Selo Verde tem apoio da Secretaria de Agricultura de São Paulo

A Secretaria de Agricultura e Abastecimento do Estado de São Paulo está apoiando o Selo Energia Verde, programa pioneiro de certificação da indústria canavieira que pretende fomentar o comércio de bioeletricidade gerada a partir da cana-de-açúcar. O secretário Arnaldo Jardim participou do evento de lançamento na sede da União das Indústrias de Cana-de-Açúcar (Unica), em São Paulo, que ampliou a concessão do título aos consumidores desse tipo de energia, considerada uma das mais amigas do meio ambiente.

A iniciativa foi lançada em janeiro de 2015 pela Unica e já certificou 50 usinas. Com a ampliação, passa também a reconhecer os compradores dessa energia ambientalmente correta, uma forma de fomentar o mercado e reconhecer essa boa escolha. De acordo com a entidade, o total de energia fornecida pelas empresas já certificadas é suficiente para abastecer 3,5 milhões de residências pelo ano inteiro – evitando a emissão de três milhões de toneladas de CO2 no mesmo período.

“O Estado de São Paulo é o maior produtor nacional e mundial de cana-de-açúcar, etanol, açúcar e bioeletricidade. Nossa participação é importante para fomentar um mercado de energias renováveis que são exemplos de que é possível unir produção agrícola e meio ambiente, como sempre nos orienta o governador Geraldo Alckmin”, destacou Arnaldo Jardim.

Em termos de produção nacional, o território paulista é responsável por 56,2% da cana, 50,6% do etanol, 63,5% do açúcar e 50% da bioeletricidade, com as regiões de Ribeirão Preto, Orlândia e Barretos como as maiores produtoras. De acordo com o Instituto de Economia Agrícola (IEA) da Secretaria, em 2014, açúcar e álcool representaram R$ 27 bilhões nas exportações do Estado.

Rui Altieri, presidente da Câmara de Comercialização de Energia Elétrica (CCEE) da Associação Brasileira dos Comercializadores de Energia (Abraceel), parceira na iniciativa, destacou os ganhos que a ampliação do Selo trará, com os consumidores podendo escolher entre adquirir uma energia menos agressiva ao planeta. “O maior ganho para a população é ter a certeza de que está consumindo uma energia que é sustentável, que garante uma utilização racional do meio ambiente, dos recursos naturais”, apontou.

“Isso agrega valor a esse produto porque os consumidores desejam ser adquirentes de energia renovável. Daí a importância do selo para diferenciar a forma de energia e para agregar valor ao produto”, reiterou Reginaldo Medeiros, presidente executivo da Abraceel.
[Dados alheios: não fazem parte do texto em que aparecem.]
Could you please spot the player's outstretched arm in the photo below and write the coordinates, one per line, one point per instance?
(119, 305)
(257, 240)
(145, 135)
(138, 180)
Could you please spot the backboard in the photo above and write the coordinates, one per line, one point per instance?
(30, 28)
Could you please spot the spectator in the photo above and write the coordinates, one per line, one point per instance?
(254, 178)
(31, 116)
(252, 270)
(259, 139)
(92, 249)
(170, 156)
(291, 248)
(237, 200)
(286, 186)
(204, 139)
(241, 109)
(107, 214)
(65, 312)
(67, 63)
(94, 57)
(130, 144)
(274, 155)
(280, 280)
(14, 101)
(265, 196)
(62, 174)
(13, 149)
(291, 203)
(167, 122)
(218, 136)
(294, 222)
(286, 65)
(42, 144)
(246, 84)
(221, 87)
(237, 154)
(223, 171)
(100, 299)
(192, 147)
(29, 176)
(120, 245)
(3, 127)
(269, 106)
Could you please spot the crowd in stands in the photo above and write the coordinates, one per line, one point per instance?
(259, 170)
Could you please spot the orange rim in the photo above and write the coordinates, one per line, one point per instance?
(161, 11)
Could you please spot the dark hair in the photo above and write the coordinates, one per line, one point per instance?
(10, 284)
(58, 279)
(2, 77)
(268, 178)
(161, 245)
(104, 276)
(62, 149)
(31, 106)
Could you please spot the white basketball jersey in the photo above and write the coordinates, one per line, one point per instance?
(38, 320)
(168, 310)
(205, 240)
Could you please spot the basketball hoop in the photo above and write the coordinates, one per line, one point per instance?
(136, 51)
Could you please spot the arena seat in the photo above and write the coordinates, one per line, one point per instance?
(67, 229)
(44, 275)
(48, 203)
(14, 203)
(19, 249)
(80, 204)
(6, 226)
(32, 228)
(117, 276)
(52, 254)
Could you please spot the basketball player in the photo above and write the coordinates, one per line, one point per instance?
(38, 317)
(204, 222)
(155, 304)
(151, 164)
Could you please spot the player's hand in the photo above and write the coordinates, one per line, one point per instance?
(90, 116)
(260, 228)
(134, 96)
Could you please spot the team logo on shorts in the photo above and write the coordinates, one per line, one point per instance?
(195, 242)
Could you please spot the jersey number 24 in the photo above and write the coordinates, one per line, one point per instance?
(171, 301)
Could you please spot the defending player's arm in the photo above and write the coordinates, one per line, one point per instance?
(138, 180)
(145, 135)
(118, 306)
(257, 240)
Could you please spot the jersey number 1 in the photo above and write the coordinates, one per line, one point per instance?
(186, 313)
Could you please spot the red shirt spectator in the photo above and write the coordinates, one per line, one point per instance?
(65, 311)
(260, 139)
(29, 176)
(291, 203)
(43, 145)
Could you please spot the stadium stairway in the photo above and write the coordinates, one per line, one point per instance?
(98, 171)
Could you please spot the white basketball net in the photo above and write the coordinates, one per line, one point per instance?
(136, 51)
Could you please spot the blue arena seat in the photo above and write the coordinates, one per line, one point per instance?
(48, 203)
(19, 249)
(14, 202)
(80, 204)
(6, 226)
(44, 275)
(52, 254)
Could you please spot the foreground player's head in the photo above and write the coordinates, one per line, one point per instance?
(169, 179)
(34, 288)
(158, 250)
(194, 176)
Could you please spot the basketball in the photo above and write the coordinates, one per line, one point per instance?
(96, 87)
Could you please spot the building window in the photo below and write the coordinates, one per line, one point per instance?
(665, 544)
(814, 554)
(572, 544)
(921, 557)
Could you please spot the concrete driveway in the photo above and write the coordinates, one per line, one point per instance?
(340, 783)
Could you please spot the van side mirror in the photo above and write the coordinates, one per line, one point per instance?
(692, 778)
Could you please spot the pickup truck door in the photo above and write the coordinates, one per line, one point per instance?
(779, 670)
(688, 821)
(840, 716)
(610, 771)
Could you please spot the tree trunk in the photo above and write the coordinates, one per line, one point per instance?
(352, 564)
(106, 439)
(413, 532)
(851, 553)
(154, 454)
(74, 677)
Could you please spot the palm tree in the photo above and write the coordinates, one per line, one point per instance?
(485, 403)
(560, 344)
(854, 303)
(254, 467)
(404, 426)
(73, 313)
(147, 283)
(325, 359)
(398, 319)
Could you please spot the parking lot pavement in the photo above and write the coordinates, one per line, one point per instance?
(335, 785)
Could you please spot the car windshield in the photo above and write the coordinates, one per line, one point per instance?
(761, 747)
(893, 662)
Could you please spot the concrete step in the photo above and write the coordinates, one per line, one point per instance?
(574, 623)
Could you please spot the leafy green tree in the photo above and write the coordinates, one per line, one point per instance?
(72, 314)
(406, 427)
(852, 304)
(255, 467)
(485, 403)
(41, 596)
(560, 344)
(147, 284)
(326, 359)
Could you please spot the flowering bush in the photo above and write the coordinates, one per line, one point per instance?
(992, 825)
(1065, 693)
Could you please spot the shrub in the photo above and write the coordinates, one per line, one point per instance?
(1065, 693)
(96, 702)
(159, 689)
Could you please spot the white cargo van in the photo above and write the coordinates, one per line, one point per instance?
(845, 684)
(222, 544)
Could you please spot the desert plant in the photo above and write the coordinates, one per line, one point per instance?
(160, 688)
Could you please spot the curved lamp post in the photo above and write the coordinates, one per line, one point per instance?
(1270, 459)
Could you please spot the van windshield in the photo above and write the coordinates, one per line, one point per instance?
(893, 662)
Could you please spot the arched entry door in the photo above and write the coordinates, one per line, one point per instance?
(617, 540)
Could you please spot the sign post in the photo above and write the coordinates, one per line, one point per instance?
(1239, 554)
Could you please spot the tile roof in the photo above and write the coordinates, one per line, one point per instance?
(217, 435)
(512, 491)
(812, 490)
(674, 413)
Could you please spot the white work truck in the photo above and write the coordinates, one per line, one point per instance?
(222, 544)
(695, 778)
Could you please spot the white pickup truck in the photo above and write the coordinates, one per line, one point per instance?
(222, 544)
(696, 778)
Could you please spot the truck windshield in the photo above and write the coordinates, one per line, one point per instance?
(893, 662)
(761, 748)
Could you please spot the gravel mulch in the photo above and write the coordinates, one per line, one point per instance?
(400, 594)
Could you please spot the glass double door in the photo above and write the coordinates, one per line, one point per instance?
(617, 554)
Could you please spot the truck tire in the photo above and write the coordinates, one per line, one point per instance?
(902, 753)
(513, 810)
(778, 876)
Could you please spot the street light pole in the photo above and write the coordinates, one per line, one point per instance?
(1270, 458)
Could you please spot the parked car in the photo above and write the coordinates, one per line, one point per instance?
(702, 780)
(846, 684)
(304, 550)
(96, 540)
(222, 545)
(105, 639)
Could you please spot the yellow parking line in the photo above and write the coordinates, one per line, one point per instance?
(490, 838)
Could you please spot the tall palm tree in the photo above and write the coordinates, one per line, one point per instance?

A participação da Associação dá capilaridade à iniciativa porque é ela quem se relaciona com o consumidor no mercado livre de energia, hoje responsável por 25% do consumo nacional.

Fóssil

A ampliação do Selo é uma tentativa de fomentar o consumo de energias renováveis, ou seja, aquelas geradas a partir de matéria-prima que se recompõe, como a cana-de-açúcar, e não agravam o efeito estufa. Não é o caso do petróleo, oriundo de material fóssil impossível de ser reposto, mais poluente e que encontra um mercado favorável mesmo sendo um dos principais responsáveis pelo aquecimento global.
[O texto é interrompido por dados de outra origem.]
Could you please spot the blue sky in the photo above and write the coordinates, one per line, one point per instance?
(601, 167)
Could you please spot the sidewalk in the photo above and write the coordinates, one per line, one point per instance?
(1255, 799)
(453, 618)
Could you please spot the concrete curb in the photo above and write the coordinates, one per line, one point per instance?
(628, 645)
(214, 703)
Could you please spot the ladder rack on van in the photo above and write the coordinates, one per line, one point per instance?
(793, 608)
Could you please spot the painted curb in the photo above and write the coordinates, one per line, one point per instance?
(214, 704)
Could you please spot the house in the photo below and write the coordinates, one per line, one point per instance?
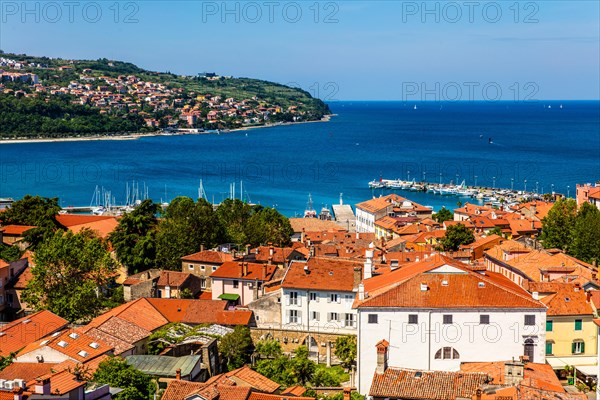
(588, 193)
(204, 263)
(187, 367)
(69, 344)
(11, 234)
(17, 334)
(317, 295)
(437, 313)
(570, 329)
(370, 211)
(172, 284)
(241, 282)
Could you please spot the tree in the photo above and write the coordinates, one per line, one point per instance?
(585, 244)
(443, 215)
(456, 235)
(236, 347)
(117, 373)
(345, 350)
(68, 273)
(558, 224)
(268, 348)
(185, 227)
(134, 239)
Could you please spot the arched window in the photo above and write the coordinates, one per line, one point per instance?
(447, 353)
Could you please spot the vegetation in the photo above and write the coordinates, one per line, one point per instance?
(456, 235)
(575, 232)
(69, 271)
(117, 373)
(443, 215)
(236, 347)
(134, 239)
(345, 350)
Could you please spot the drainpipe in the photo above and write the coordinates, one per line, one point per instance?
(429, 340)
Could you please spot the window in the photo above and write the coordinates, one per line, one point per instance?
(294, 298)
(578, 347)
(349, 321)
(447, 353)
(294, 316)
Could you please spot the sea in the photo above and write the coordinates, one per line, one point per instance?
(541, 146)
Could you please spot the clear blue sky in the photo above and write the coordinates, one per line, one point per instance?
(388, 50)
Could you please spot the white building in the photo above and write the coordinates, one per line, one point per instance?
(317, 295)
(370, 211)
(437, 313)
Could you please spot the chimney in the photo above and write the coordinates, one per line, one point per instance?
(382, 356)
(368, 268)
(347, 392)
(42, 386)
(357, 277)
(361, 291)
(17, 393)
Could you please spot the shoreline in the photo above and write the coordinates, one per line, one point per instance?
(136, 136)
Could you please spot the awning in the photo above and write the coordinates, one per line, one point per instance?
(581, 362)
(229, 296)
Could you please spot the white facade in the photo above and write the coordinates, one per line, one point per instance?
(318, 311)
(365, 221)
(428, 343)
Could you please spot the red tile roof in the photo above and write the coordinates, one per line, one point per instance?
(462, 288)
(17, 334)
(233, 270)
(15, 230)
(323, 274)
(209, 256)
(427, 385)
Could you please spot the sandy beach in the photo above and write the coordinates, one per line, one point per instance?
(135, 136)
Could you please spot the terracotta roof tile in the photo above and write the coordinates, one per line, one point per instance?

Como enumerou a presidente da Unica, Elizabeth Farina, a comercialização de combustíveis fósseis no mundo recebe subsídios por volta de 3 trilhões de dólares anuais, conforme cálculo do Fundo Monetário Internacional (FMI), deixando os renováveis sem condições de competir no mercado global. “Isso é um desafio, é uma ameaça para todo o desenvolvimento de energias renováveis, seja a elétrica ou sejam os combustíveis. Nós vamos ter que enfrentar isso. É um jogo que está começando”, finalizou.